Mesmo com sinais recentes de desaceleração da inflação, o cenário externo segue no radar do Banco Central. Costa destaca que fatores como câmbio, commodities e condições financeiras globais fazem parte da análise da autoridade monetária.
“Caso a escalada do conflito amplifique a aversão ao risco, pressione o dólar ou provoque alta persistente das commodities energéticas, isso poderia reduzir o espaço para cortes mais profundos ao longo do ciclo”, afirma.
Entre os canais de transmissão, o câmbio costuma ter papel central no curto prazo, enquanto o petróleo impacta diretamente combustíveis e custos produtivos.
Para o economista César Bergo, a guerra tende a ter efeitos mais amplos, especialmente se houver prolongamento do conflito. “Uma guerra você sabe quando começa e não sabe quando termina. E me parece que essa está longe de terminar”, afirma.

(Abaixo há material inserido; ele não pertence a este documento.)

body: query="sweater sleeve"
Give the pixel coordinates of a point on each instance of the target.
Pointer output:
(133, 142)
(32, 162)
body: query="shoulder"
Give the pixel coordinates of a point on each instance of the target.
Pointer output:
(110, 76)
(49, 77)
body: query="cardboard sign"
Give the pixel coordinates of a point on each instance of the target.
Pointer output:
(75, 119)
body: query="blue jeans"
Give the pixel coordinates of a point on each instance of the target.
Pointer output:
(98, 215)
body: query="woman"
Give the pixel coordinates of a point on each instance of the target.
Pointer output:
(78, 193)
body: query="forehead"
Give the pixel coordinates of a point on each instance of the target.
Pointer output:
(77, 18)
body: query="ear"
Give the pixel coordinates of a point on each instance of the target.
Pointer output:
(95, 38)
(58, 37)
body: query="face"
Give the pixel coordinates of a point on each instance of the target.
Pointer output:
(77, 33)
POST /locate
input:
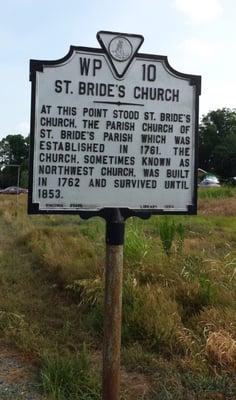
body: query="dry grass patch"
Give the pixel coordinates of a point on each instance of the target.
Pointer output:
(220, 349)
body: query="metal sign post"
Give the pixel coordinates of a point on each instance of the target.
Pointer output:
(113, 134)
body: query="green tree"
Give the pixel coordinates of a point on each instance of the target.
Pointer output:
(14, 150)
(217, 136)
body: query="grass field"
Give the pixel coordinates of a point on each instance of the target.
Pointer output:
(179, 300)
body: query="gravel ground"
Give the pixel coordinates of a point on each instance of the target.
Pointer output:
(17, 378)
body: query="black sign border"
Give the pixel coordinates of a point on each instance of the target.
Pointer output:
(38, 66)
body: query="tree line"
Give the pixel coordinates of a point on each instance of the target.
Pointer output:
(216, 150)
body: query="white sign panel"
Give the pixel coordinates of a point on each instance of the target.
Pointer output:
(113, 128)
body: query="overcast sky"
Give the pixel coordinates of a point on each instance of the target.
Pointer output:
(198, 36)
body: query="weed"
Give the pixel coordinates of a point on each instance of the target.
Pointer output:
(167, 231)
(67, 378)
(137, 246)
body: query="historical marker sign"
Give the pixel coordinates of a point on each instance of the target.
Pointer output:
(113, 128)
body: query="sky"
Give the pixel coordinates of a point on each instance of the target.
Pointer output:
(197, 36)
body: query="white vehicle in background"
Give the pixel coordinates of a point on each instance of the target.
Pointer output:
(210, 181)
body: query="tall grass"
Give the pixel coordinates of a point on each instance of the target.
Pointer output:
(178, 311)
(69, 378)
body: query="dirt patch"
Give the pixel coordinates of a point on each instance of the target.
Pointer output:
(17, 377)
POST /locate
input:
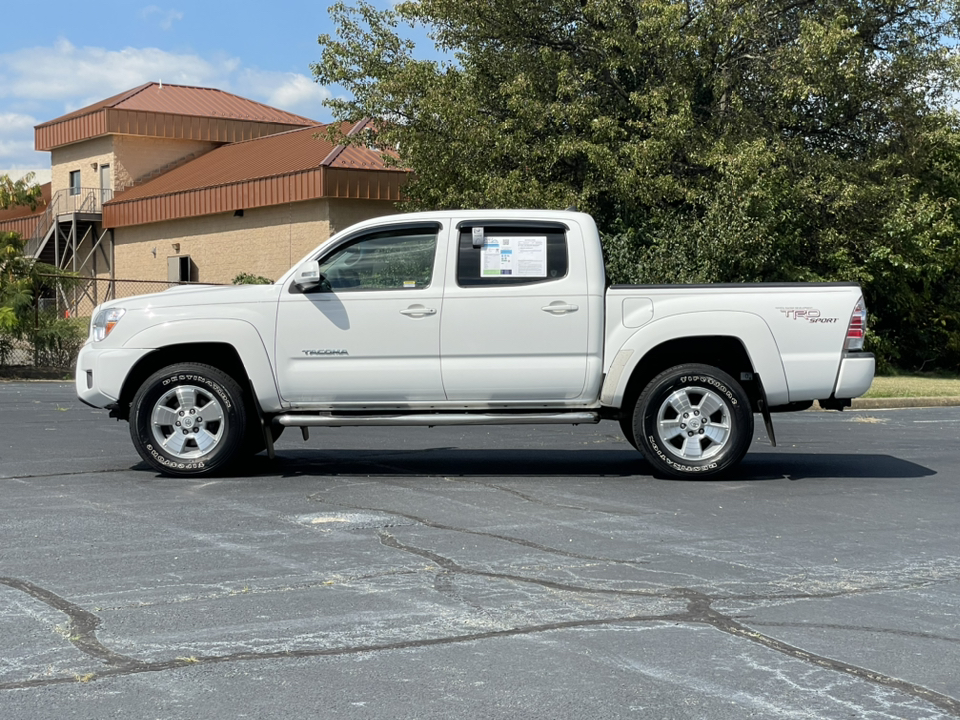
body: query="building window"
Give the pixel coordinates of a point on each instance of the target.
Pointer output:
(181, 269)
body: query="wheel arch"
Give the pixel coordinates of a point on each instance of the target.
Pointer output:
(233, 346)
(683, 339)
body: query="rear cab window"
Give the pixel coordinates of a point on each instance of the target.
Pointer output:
(509, 255)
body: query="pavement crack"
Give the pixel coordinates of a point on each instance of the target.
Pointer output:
(859, 628)
(449, 565)
(495, 536)
(83, 624)
(246, 656)
(701, 611)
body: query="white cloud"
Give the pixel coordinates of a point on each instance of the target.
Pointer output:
(166, 17)
(287, 91)
(54, 80)
(80, 76)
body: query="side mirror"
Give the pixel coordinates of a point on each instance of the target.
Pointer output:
(308, 275)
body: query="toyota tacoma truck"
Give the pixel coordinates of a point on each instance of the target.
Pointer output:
(470, 318)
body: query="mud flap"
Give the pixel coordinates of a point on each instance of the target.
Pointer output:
(765, 411)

Ele destaca que a alta do petróleo já gera distorções no mercado de energia e pressiona a inflação global. “Não tem a menor dúvida de que afeta a política de juros, sim.”
Apesar disso, Bergo também acredita que o corte deve ocorrer na reunião de março, ainda que haja incerteza sobre a magnitude. “A pergunta é se vai ser 0,25 ponto percentual ou 0,5 ponto percentual. Eu acredito que vai ser 0,5”, afirma.
O principal risco no horizonte, segundo os economistas, é uma alta persistente do petróleo que acabe se espalhando pela economia. Para César Bergo, esse movimento pode pressionar diretamente a inflação, especialmente se os aumentos forem duradouros.
“Uma alta persistente no petróleo, como a gente viu, de 20% em uma semana, não tem mercado que aguente. Se isso se mantiver, vai realmente pressionar e pode ocasionar um repique da inflação”, afirma.
Na prática, o impacto começa nos combustíveis e avança para custos como frete, logística e produção, encarecendo bens e serviços ao consumidor.
Na avaliação de Mergulhão, o impacto vai além dos combustíveis. “O petróleo é a base da economia mundial, porque influencia o custo do transporte, da produção e da entrega de praticamente tudo o que a gente consome”, afirma. “No final, o impacto é sentido em toda a cadeia produtiva.”
Além do petróleo, a combinação de incerteza global, volatilidade nos mercados e pressão sobre o câmbio também entra na conta. Segundo Mergulhão, esse ambiente pode desancorar expectativas de inflação, o que influencia diretamente a atuação do Banco Central.
Já Bergo ressalta que o cenário internacional — incluindo decisões de juros nos Estados Unidos e na Europa — também pesa sobre o Brasil. “A geopolítica internacional faz parte do radar do Banco Central”, afirma.
Ele reforça que, diante desse contexto, se o cenário externo piorar, o mais provável não é a interrupção dos cortes, mas um ritmo mais lento — prolongando o período de juros elevados e seus efeitos sobre crédito, consumo e crescimento econômico.